New trends in fragment billing: Non-facility companies billing for facility-bundled services

When one receives surgery, it is common to receive a separate invoice from the physician and the facility. The physician bills for performing the surgery, and the facility bills for providing the products and services necessary for the surgery to be performed. The latter is known as a “facility fee,” which often includes the operating room, drugs, diagnostic tests, scalpels, electrodes, etc.

When billing for New Jersey Personal Injury Protection (“PIP”) benefits, both the facility and the physician use the Current Procedural Terminology (“CPT”) codes, developed by the American Medical Association.  In PIP, these CPT codes have explicit fee-scheduled amounts, as determined by the New Jersey Department of Banking and Insurance (“DOBI”). DOBI requires facilities to bill CPT codes only.  DOBI also prohibits facilities from fragment-billing or “unbundling” the CPT codes by billing the itemized products and service, listed in N.J.A.C. 11:3-29.5. This is different from non-PIP billing, where facilities often use Revenue Codes to additionally bill for specific accommodations, ancillary services, unique billing and arrangements relevant and additional to a procedure. 

Recently there has been a rise in companies independent from the facility billing PIP insurance carriers for products and service that are fragmented from the facility fee.  These companies maintain unique Tax ID numbers and at times even a separate business address from the facility. However, the products and services, such as intermittent limb compression devices and COVID testing, are provided on the same day as the surgery and performed at the facility itself.

With regard to intermittent limb compression devices, we have noticed instances where the facility’s durable medical (“DME”) equipment company supplies an intermittent limb compression device to the facility, which the facility staff then provides to its patients regularly during surgery to prevent pulmonary embolisms and blood clots. However, the facility does not bill its PIP insurance carrier codes E0676 or E0673 in addition to the correct CPT code, as it is clearly prohibited from doing so.  Instead, the DME supplier bills the patient’s PIP carrier directly in hopes of obviating the PIP regulations’ prohibition. 

With regard to COVID testing, we are seeing instances where a laboratory company maintains the same exact address as the facility but a different legal identity. This company then bills for independent COVID testing that is performed at the facility, by the facility staff, and on the same day as the surgery so that the surgery can move forward. However, the laboratory bills CPTs 87635, 86328 86769 or 99072 to the patient’s PIP insurance carrier directly, again hoping to avoid the prohibition on fragment billing.

Providers are using these new strategies in the hopes that PIP insurance carriers overlook the very language of N.J.A.C. 11:3-29.5:

11:3-29.5 Outpatient surgical facility fees

(a) [Ambulatory Surgical Center or “ASC”] facility fees are listed in Appendix, Exhibit 1, by CPT code.

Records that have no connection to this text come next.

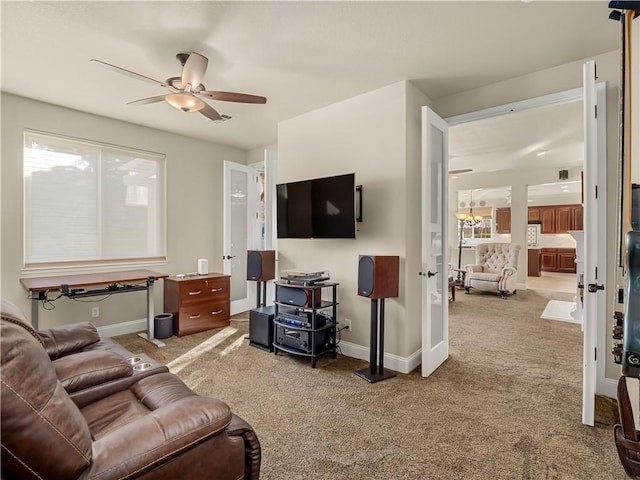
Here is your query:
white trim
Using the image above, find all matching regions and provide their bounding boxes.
[96,318,147,337]
[338,341,422,373]
[445,87,582,126]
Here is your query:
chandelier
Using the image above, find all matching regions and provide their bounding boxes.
[456,192,482,227]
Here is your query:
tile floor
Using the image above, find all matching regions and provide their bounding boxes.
[527,272,576,293]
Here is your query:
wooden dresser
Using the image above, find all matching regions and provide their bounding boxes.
[164,273,230,337]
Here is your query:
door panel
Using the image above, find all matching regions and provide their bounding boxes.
[420,107,449,377]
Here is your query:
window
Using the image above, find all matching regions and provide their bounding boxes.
[458,217,493,240]
[23,131,166,268]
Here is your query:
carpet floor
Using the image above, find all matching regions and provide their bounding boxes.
[117,290,625,480]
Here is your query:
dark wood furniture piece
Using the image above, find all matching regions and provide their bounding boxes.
[613,376,640,480]
[164,273,231,337]
[273,281,338,368]
[527,248,542,277]
[496,208,511,233]
[541,248,576,273]
[20,269,169,347]
[527,204,583,234]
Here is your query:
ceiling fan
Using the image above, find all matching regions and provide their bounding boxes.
[91,52,267,122]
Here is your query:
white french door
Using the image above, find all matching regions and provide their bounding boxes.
[576,61,607,426]
[222,161,257,315]
[420,107,449,377]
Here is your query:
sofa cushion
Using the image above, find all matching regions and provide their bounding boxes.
[0,319,92,478]
[38,322,100,359]
[53,350,133,393]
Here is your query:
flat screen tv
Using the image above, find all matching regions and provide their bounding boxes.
[276,173,356,238]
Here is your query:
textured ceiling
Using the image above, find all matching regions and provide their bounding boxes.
[1,1,618,149]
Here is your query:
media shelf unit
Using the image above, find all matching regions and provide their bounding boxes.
[273,281,338,368]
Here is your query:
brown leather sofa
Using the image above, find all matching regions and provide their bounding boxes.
[0,300,261,480]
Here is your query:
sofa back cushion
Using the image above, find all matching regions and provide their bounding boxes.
[0,318,92,479]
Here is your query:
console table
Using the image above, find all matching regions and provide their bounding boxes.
[20,270,169,347]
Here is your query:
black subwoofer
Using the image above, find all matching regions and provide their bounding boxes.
[358,255,400,298]
[249,305,275,352]
[247,250,276,282]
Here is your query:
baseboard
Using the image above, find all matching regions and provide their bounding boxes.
[97,318,147,337]
[596,378,618,398]
[338,340,422,373]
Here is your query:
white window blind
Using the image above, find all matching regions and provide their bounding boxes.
[23,131,166,268]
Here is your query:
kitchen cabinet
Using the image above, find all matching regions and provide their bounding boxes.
[528,205,583,234]
[496,208,511,233]
[557,248,576,273]
[540,248,576,273]
[540,206,556,233]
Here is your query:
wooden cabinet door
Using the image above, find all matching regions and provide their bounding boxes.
[555,205,573,233]
[496,208,511,233]
[540,207,556,233]
[540,248,558,272]
[571,205,584,230]
[558,248,576,273]
[527,207,541,223]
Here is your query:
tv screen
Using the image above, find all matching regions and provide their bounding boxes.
[276,173,356,238]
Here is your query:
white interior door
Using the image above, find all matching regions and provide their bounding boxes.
[222,161,257,315]
[582,62,607,426]
[420,107,449,377]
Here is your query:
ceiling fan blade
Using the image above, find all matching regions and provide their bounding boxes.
[182,52,209,91]
[127,95,167,105]
[196,90,267,103]
[198,103,223,121]
[91,58,173,90]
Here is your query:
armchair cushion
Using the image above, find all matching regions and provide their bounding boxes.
[464,243,520,298]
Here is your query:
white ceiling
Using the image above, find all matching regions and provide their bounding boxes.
[1,0,618,149]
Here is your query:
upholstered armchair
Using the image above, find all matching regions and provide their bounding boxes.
[464,243,521,299]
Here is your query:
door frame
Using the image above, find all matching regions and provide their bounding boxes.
[445,82,616,408]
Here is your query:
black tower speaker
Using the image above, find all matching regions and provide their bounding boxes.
[358,255,400,299]
[249,305,275,352]
[622,231,640,378]
[247,250,276,282]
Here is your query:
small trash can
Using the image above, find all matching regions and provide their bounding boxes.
[153,313,173,338]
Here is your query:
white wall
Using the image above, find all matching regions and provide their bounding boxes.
[1,93,246,328]
[278,82,426,357]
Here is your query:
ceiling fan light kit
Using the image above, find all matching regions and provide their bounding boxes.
[165,93,204,112]
[91,52,267,123]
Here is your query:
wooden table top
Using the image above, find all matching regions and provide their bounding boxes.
[20,269,169,292]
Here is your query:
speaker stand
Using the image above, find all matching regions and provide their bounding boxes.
[354,298,396,383]
[256,282,267,308]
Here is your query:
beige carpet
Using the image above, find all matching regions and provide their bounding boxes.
[118,290,625,480]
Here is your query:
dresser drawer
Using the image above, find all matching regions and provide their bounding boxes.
[164,273,231,336]
[178,278,229,304]
[174,300,230,336]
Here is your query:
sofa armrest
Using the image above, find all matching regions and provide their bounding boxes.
[502,267,518,277]
[227,415,262,480]
[81,395,237,480]
[53,350,133,393]
[38,322,100,359]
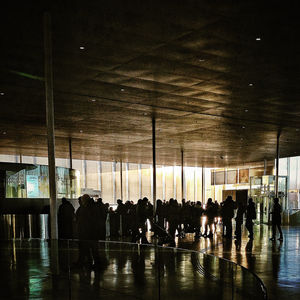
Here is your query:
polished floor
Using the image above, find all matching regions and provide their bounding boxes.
[0,225,300,300]
[178,225,300,300]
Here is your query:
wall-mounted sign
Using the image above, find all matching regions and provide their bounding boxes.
[26,175,39,198]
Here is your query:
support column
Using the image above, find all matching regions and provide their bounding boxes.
[69,138,73,199]
[138,164,143,199]
[173,166,177,199]
[69,138,73,169]
[181,149,186,201]
[194,167,197,202]
[162,166,166,200]
[152,117,156,214]
[98,161,103,198]
[120,160,123,200]
[202,166,206,204]
[125,163,130,200]
[275,131,280,197]
[111,161,117,203]
[82,160,87,189]
[44,13,58,239]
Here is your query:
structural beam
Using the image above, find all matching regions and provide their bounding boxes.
[44,13,58,239]
[152,117,156,214]
[275,131,281,197]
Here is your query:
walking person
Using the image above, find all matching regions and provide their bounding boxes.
[270,198,283,241]
[246,198,256,240]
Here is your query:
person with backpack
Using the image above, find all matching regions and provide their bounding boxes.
[246,198,256,240]
[270,198,283,241]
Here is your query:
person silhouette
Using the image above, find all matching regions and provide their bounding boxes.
[270,197,283,241]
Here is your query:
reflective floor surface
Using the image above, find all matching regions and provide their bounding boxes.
[0,240,263,300]
[0,225,300,300]
[178,225,300,300]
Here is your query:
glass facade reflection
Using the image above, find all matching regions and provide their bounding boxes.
[5,165,80,199]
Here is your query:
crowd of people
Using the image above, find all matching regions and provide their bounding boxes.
[58,194,283,268]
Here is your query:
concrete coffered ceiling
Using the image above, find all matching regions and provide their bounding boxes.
[0,0,300,167]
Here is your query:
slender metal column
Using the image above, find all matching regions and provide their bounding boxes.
[69,138,73,199]
[264,159,267,176]
[120,160,123,200]
[173,166,177,199]
[138,164,143,199]
[152,117,156,214]
[98,161,103,198]
[82,160,87,189]
[69,138,73,169]
[111,162,117,203]
[44,13,58,239]
[194,167,197,202]
[181,149,185,200]
[202,166,205,204]
[162,166,166,200]
[125,163,130,200]
[275,131,280,197]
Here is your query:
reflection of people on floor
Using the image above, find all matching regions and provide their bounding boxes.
[270,198,283,241]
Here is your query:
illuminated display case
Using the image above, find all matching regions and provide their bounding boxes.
[5,165,80,199]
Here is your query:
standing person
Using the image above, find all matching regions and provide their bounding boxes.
[270,198,283,241]
[95,198,108,240]
[222,196,235,239]
[57,198,75,239]
[76,194,100,268]
[203,198,216,237]
[246,198,256,240]
[235,201,246,241]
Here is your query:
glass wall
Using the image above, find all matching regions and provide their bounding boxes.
[6,165,80,198]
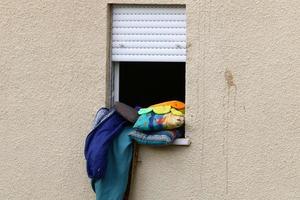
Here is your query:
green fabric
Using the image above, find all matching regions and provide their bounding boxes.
[92,127,133,200]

Codes that do not have an amount in the ASC facility fee column are not reimbursable if performed in an ASC. The ASC facility fee include services that would be covered if the services were furnished in a hospital on an inpatient or outpatient basis, including:

  1. Use of operating and recovery rooms, patient preparation areas, waiting rooms, and other areas used by the patient or offered for use to persons accompanying the patient;
  2. All services and procedures in connection with covered procedures furnished by nurses, technical personnel and others involved in the patient’s care;
  3. Drugs, biologicals, surgical dressings, supplies, splints, casts, appliances, and equipment;
  4. Diagnostic and therapeutic items and service…
  5. Administrative, recordkeeping, and housekeeping items and services;
  6. Blood, blood plasma, platelets, etc.;
  7. Anesthesia materials, including the anesthetic itself…and
  8. Implantable DME and prosthetics.

(b) [Hospital Outpatient Surgical Facility or “HOSF”] fees are listed on subchapter Appendix, Exhibit 7 by CPT code. The hospital outpatient surgical facility fee is the maximum that can be reimbursed for outpatient procedures performed in an HOSF. The hospital outpatient facility fees in Appendix Exhibit 7 include services that would be covered if furnished in a hospital on an inpatient basis, including those set forth in (a) 1 through (8) above.

As one case see, it is the products and services to which the prohibition against fragment billing applies. Nothing in the PIP regulations restricts the application of the fragment billing prohibition to a facility only. Any vendor that provides these products and services is also impermissibly fragment billing the facility fee.


PIP insurance carriers should be mindful of billing from independent companies for services provided on the same day as a surgical procedure. The best way for a PIP carrier to avoid paying a double recovery is to take extra care in considering, when it reviews bills for such products and services, whether they are properly part of the facility fee.